11 Do’s & Don’t’s of Dealing with Your Anger

Written by Marta Ustyanich  |  Photo by Peopleimages

Losing your cool at the slightest provocation? Protect your chill vibe and your physical health with these strategies for constructively dealing with anger, courtesy of psychologist Harriet Lerner, bestselling author of The Dance of Anger: A Woman’s Guide to Changing the Patterns of Intimate Relationships (2005).

1. Speak up when an issue is important to you. While you don’t need to address every irritation or injustice that comes along, if the cost of staying silent is becoming bitter or resentful, it’s best to make your feelings known.

2. Strike when the iron is cold. Avoid speaking up in the heat of the moment when you’re feeling angry and intense. If you feel your temperature rising in the middle of a conversation, try saying, “I need a little time to sort out my thoughts. Let’s set up another time to talk about this.”

3. Take time out to think about the problem and clarify your position. Think clearly about what you want to say, how to say it, and when. Angry confrontations only invite the other person to become defensive and see you as the problem.

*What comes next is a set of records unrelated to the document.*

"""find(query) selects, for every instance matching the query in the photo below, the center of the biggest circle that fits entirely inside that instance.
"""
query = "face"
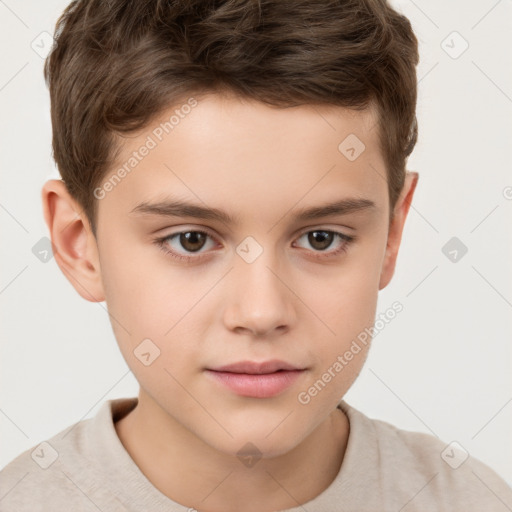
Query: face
(189, 292)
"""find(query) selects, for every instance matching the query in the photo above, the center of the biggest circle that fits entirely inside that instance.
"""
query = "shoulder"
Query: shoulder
(61, 473)
(435, 474)
(27, 481)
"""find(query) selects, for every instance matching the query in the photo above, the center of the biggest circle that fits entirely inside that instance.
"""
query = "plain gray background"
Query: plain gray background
(442, 366)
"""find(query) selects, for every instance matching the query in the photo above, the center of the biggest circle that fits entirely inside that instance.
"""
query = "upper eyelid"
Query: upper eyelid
(300, 234)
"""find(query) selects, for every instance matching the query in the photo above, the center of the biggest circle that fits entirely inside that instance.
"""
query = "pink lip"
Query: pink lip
(258, 380)
(253, 367)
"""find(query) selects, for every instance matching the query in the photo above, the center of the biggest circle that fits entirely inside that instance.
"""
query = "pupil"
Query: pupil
(325, 239)
(189, 240)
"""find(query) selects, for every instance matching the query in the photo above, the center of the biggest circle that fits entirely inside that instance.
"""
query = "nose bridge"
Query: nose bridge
(259, 301)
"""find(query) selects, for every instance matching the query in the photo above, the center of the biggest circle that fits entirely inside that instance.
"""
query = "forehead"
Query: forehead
(222, 150)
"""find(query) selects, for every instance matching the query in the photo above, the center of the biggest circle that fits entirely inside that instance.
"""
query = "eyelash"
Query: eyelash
(161, 243)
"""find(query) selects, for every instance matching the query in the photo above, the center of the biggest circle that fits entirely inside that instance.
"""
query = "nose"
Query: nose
(259, 300)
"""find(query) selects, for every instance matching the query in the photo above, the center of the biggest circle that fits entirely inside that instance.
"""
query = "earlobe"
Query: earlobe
(76, 250)
(396, 228)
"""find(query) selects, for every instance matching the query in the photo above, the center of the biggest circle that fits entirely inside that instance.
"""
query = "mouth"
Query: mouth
(255, 368)
(257, 380)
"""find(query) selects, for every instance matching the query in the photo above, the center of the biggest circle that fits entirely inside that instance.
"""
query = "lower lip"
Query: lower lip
(257, 386)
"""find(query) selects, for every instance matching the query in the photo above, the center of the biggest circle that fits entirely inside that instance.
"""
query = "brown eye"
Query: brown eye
(192, 240)
(320, 240)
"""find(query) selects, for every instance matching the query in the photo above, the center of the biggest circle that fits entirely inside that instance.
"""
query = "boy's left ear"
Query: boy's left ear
(396, 228)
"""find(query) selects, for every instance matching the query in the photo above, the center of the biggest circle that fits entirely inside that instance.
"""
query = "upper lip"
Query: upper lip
(252, 367)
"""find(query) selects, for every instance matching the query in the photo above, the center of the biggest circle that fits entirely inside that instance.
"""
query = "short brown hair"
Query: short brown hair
(117, 64)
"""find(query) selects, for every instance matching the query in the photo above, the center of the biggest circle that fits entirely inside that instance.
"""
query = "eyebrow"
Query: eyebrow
(180, 208)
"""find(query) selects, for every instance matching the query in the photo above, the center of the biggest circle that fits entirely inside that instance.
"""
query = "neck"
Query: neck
(195, 474)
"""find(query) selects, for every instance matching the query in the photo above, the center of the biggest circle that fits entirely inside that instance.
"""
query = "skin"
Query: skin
(262, 165)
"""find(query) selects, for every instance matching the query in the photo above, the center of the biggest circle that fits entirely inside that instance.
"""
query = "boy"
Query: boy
(273, 135)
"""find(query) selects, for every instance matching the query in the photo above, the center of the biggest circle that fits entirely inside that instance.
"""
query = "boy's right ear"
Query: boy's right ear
(75, 248)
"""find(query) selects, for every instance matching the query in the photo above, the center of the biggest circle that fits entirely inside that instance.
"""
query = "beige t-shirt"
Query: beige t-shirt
(86, 468)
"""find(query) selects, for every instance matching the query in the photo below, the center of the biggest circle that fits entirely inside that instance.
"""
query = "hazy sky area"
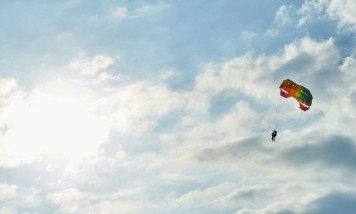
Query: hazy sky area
(166, 107)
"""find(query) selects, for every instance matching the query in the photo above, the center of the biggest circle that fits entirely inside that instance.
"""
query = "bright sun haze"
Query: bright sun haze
(54, 124)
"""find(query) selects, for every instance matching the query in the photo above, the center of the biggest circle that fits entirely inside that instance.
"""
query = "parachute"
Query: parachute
(300, 93)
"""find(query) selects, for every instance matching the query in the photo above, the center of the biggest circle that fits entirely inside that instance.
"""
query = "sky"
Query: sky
(145, 107)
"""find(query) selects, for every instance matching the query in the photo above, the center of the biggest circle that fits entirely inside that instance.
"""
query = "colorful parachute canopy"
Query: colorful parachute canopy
(300, 93)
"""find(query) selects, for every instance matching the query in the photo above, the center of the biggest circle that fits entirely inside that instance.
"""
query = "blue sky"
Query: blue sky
(167, 107)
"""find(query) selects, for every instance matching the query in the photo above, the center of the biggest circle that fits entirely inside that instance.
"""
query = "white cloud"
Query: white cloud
(7, 191)
(92, 66)
(123, 12)
(340, 10)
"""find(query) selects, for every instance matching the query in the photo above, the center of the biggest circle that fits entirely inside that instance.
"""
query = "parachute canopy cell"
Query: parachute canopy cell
(300, 93)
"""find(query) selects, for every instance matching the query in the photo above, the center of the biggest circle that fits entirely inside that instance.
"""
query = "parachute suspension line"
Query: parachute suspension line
(282, 110)
(223, 172)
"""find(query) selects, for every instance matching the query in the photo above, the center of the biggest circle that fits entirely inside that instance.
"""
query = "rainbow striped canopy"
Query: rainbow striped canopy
(300, 93)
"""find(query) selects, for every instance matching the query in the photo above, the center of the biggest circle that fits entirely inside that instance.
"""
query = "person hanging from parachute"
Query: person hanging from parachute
(274, 134)
(288, 88)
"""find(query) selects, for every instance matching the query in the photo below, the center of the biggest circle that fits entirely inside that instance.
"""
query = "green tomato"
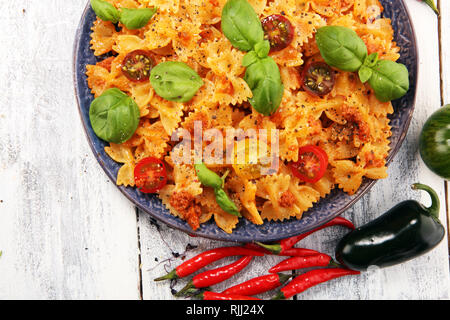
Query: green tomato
(434, 142)
(114, 116)
(175, 81)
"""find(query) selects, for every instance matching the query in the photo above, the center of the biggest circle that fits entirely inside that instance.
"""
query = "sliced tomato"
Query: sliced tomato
(279, 31)
(150, 175)
(311, 165)
(137, 65)
(318, 78)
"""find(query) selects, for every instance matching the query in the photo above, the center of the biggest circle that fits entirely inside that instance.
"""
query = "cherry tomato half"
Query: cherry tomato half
(136, 66)
(150, 175)
(279, 31)
(317, 78)
(311, 165)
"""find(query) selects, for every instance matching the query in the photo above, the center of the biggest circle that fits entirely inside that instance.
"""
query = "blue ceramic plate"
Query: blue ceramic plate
(323, 211)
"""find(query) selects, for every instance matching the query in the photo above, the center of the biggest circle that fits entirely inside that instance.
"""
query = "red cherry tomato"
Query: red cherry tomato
(150, 175)
(279, 31)
(317, 78)
(136, 66)
(311, 165)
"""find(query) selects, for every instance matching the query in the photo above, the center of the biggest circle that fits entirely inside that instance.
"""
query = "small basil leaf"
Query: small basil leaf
(105, 11)
(208, 177)
(365, 73)
(264, 79)
(341, 47)
(114, 116)
(225, 203)
(390, 80)
(262, 48)
(175, 81)
(241, 25)
(134, 19)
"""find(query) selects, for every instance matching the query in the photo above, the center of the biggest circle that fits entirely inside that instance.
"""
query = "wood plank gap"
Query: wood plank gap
(141, 290)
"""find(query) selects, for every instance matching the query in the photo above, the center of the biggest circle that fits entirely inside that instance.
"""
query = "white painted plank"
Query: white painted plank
(424, 278)
(66, 231)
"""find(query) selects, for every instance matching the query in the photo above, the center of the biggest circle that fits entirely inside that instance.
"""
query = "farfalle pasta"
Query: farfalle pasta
(349, 124)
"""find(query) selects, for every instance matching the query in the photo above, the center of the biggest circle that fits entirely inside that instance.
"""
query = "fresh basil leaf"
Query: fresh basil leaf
(114, 116)
(241, 25)
(134, 19)
(105, 11)
(264, 79)
(341, 47)
(390, 80)
(175, 81)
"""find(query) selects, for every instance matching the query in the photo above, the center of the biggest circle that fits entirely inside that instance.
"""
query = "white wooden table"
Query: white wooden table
(66, 232)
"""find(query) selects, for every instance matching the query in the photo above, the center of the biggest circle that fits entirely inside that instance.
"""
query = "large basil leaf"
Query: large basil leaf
(241, 25)
(114, 116)
(175, 81)
(105, 11)
(134, 19)
(264, 79)
(389, 80)
(341, 47)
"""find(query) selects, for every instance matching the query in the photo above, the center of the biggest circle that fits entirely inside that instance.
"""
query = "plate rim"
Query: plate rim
(226, 237)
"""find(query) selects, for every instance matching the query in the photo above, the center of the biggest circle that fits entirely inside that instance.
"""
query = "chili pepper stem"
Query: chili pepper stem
(334, 264)
(279, 296)
(187, 290)
(170, 276)
(431, 4)
(285, 277)
(274, 248)
(435, 204)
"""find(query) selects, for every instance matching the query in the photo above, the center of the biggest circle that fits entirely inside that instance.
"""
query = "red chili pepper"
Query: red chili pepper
(310, 279)
(294, 263)
(288, 243)
(205, 258)
(208, 295)
(293, 252)
(258, 285)
(215, 276)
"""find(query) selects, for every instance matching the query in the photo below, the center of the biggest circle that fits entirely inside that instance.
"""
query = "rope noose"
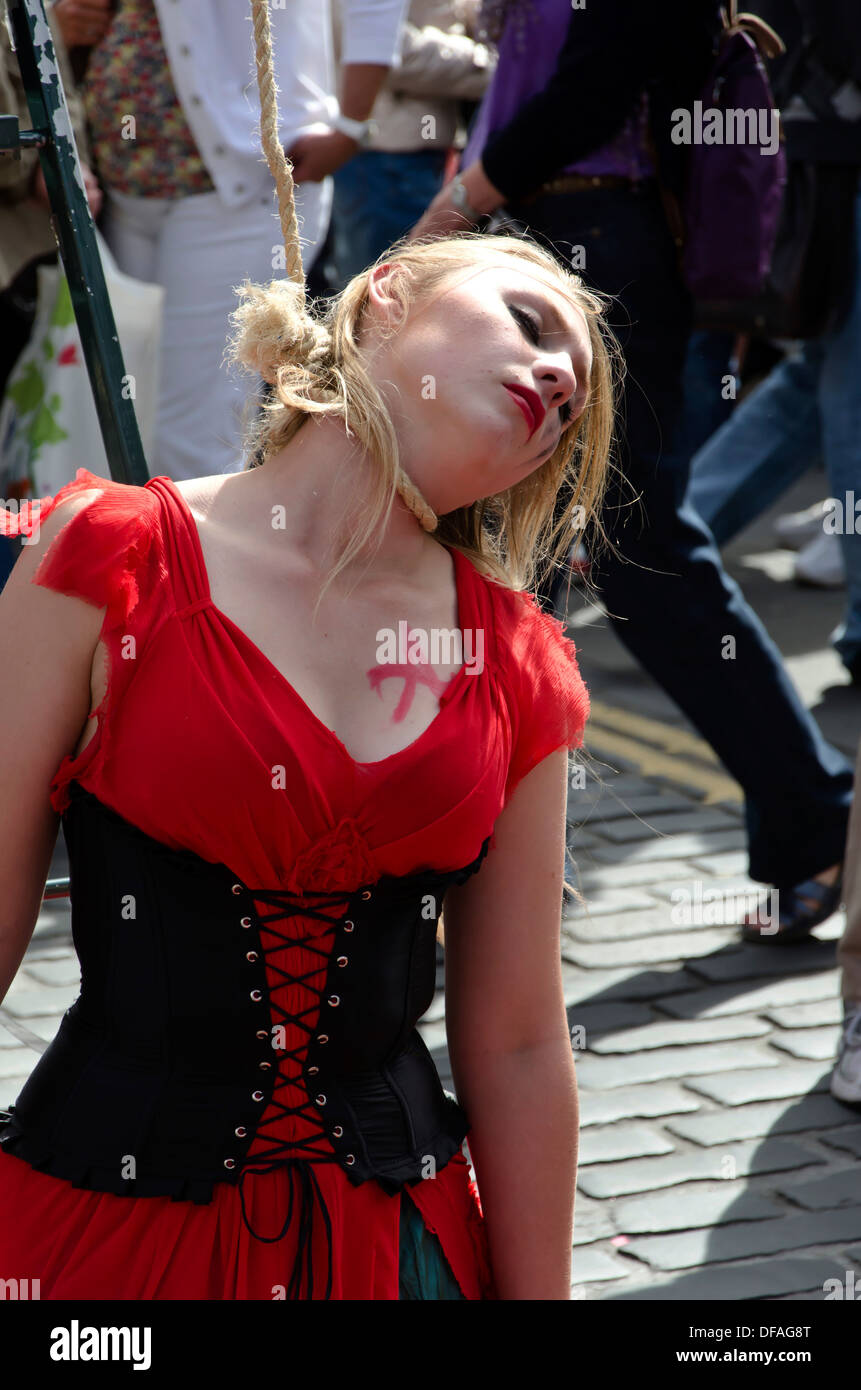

4. Don’t use below-the-belt tactics. These include blaming, interpreting, diagnosing, labeling, analyzing, preaching, moralizing, ordering, warning, interrogating, ridiculing, and lecturing.

5. Use “I” language. Say, “I think,” “I feel,” “I fear,” “I want.” A true “I” statement says something about you without criticizing or blaming the other person, and without holding them responsible for your feelings or reactions.

6. Keep it short and kind. It’s powerful to say, “I left our conversation feeling like a smaller person who disappointed you,” and leave it at that. This takes more courage than lecturing or criticizing the person for being insensitive or disrespectful.

7. Appreciate that people are different. If you’re fighting about who’s right or wrong, you may be missing the point. Different perspectives and ways of reacting do not necessarily mean that one person is right and the other wrong. Don’t tell another person what they think or feel, or what they should think or feel.

8. Recognize that each person is responsible for their own actions. Be angry at the right person. Don’t blame your mother-in-law because she’s overbearing and oversteps boundaries, for example. Setting—and maintaining—clear boundaries is your and your husband’s responsibility.

9. Stop trying to convince others that you’re right. If the other person isn’t hearing you, simply say, “Well, it may sound crazy to you, but this is how I feel,” or, “I understand that you disagree, but I guess we see the problem differently.”

10. Never use text or email to express your anger or to process an emotional issue. Confrontational texts or emails will only send a conversation downhill swiftly. No exceptions.

11. Don’t expect change to come about from hit-and-run confrontations. Change occurs slowly in close relationships. If you make even a small change, you will be tested many times to see if you really mean it.